There are 431 Upazila Health Complexes (UHCs) with 31-50 beds in each facility and 60 Rural Health Centre’s (RHCs) with 10-20 beds in each facility, and providing both outpatient and inpatient care, in Upazila level. On the health side there are nine doctors including one dental surgeon, nursing supervisor and senior staff nurses, two Medical Assistants, Medical technologists (pharmacy, radiology, dental) and an EPI technician along with other support staff in each of the UHCs. The UHCs also have the posts of Upazila Family Planning Officer (UFPO), Medical Officer (MCH), Assistant Family Planning Officer, Senior FWV and two FWVs on the family planning side (HNPSP 2005).
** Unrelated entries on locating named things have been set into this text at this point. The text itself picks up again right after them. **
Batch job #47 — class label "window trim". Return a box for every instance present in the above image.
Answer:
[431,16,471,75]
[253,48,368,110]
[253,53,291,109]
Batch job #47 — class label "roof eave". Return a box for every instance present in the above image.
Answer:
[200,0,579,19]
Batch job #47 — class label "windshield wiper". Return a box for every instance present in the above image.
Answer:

There are 61 District Hospitals (DHs) which constitute the third layer on the health side in the country. DHs are larger facilities in comparison with UHC, with an average bed size of 133 (range 48 to 375). The districts also have Maternal and Child Welfare Centres (MCWCs) based in the district town which offer Comprehensive Emergency Obstetric Care (C-EmOC) and clinical contraception run by the DGFP. The fourth layer of the public health system includes Medical College Hospitals (MCHs) and Post Graduate Institutes and Hospitals. There are 15 Government Medical College Hospitals (MCHs), 1 Dental College, 1 Homeopathic Medical College and Hospital, and 1 Ayurvedic Degree College and Hospital (HEU 2007). Currently these MCHs produce around 1200 doctors per year (BHW 2007). In Bangladesh there are also
21 Specialized hospitals (mental, leprosy, infectious disease, chest diseases etc.).
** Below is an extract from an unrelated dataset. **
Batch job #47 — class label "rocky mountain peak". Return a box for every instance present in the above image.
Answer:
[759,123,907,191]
The scarcity of skilled health personnel, specially nurses, is one of the main challenges in the health sector of Bangladesh as there are around five physicians and two nurses per 10,000 population (BHW 2007). The density of qualified providers, including doctors, dentists and nurses, in the country is 7.7 per 10,000 populations. The distribution of qualified providers is highly urban biased. There are 18.2physicians, 5.8 nurses and 0.8 dentists per 10,000 populations in urban area while the corresponding figures in rural area are 1.1, 0.8, and 0.08 respectively. The data also show that the number of male physician per 10,000 populations is five times higher than the number of female physician per 10,000 populations (Table 1).
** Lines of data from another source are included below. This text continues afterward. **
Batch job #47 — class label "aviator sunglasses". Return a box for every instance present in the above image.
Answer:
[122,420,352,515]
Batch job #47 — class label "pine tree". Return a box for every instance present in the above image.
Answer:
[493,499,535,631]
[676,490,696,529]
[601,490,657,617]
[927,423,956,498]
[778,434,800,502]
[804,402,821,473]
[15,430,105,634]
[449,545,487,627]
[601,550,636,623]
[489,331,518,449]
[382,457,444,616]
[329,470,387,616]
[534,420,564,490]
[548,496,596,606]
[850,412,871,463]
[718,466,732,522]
Table 1: Distribution of physician, nurse, dentist per 10,000 population and nurse per physician ratio by gender and area
There are also high regional disparities in the distribution of physician, nurse and dentist in the country. The highest number of physician is concentrated in Dhaka division (10.8 per 10000 population) followed by Chittagong division (4.8 per 10000 population). The availability of qualified provider is lowest in Barisal followed by Sylhet and Rajshahi (Table 2).
Table 2: Distribution of physician, nurse, dentist per 10,000 population and nurse per physician ratio by division
There are 65 nursing institutes, 45 run by the Government and 19 by private entrepreneurs, in the country offering three years Diploma in General Nursing and one year Diploma in Midwifery/Orthopedic. There is one College of Nursing affiliated to the University of Dhaka offering two years Bachelor of Science Degree (BSc) in Nursing and Public Health Nursing (BHW 2007). Another Nursing College will be constructed soon.
The country spends 3.2 percent of GDP on health and the per capita health expenditure is US$ 12 (NHA 2000). Detail analysis of health expenditure show that 46 percent spending is on drug retail outlets, 30 percent on curative care, and 11 percent on public health services. There is inequity in healthcare expenditure in Bangladesh. People belonging to the poorest income decile spend only 8 percent of health expenditure while the people from the richest income decile spend more than 15 percent (NHA 2000). There are also regional disparities in MOHFW spending. The per capita spending is highest in Barisal division (Taka 160) and lowest in Dhaka division (Taka 113) (PER 2007).
The Government of Bangladesh has also committed to the MDGs and working to align its national and sectoral strategies with the MDGs. The country is half way through the path and needs to rethink about its position regarding achievement of the MDGs and also about the current policy planning process both at national and sub national level. In the process of doing so the first step is to look at the trends of MDG targets in Bangladesh and identifying the most essential interventions needed to achieve the targets by2015. This report focuses on the efficiency of the health sector of Bangladesh and covers the health related MDGs and targets.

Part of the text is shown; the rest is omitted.